The 14-day quarantine threatens to slow encouraging signs of a possible economic rebound and comes in addition to a surge of cases on the mainland, which also threatens to reduce testing opportunities for people trying to get tested before flying to Hawaii.
Committee members repeatedly said public safety comes first but were notably concerned about the possibility of slowing the economy further.
Peter Ho — co-chairman of the committee and chairman, president and CEO of Bank of Hawaii — described the balance between slowing the spread of COVID-19 and bringing back workers and the economy as, “We’re trying to thread the needle here.”
Committee member Carl Bonham, executive director of the University of Hawaii Economic Research Organization, earlier told the committee that Hawaii’s economy was “turning up.”
Compared with September, the islands saw nearly 30,000 people join the job market in October. Unemployment fell to 14.3% from 15.1%, he said.

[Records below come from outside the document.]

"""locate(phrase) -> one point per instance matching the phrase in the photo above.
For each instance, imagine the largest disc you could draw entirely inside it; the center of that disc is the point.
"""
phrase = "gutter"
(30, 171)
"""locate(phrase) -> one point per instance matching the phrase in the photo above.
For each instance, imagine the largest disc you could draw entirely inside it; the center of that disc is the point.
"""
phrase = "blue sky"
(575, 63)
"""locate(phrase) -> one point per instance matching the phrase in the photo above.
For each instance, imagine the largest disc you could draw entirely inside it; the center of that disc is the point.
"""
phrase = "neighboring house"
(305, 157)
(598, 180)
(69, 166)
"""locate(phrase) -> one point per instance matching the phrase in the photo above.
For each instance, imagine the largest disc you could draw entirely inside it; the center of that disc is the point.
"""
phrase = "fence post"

“The economic pulse is continuing to point up, Bonham said. “It really is a good indication of how important the pre-travel testing program is and the reopening to tourism and what that can do … in getting people back to work.”
Hawaii had been averaging about 5,000 arriving passengers per day, but the number more than doubled last week on the eve of Thanksgiving.
After Thanksgiving, Bonham estimates, the number of daily passenger arrivals then will drop “even below 5,000” for a variety of reasons, including the surge of cases on the mainland and the uncertainty of the mandatory 14-day quarantine for those who arrive with no test results.
The overall result, Bonham said, is likely to be “reduced mainland travelers.”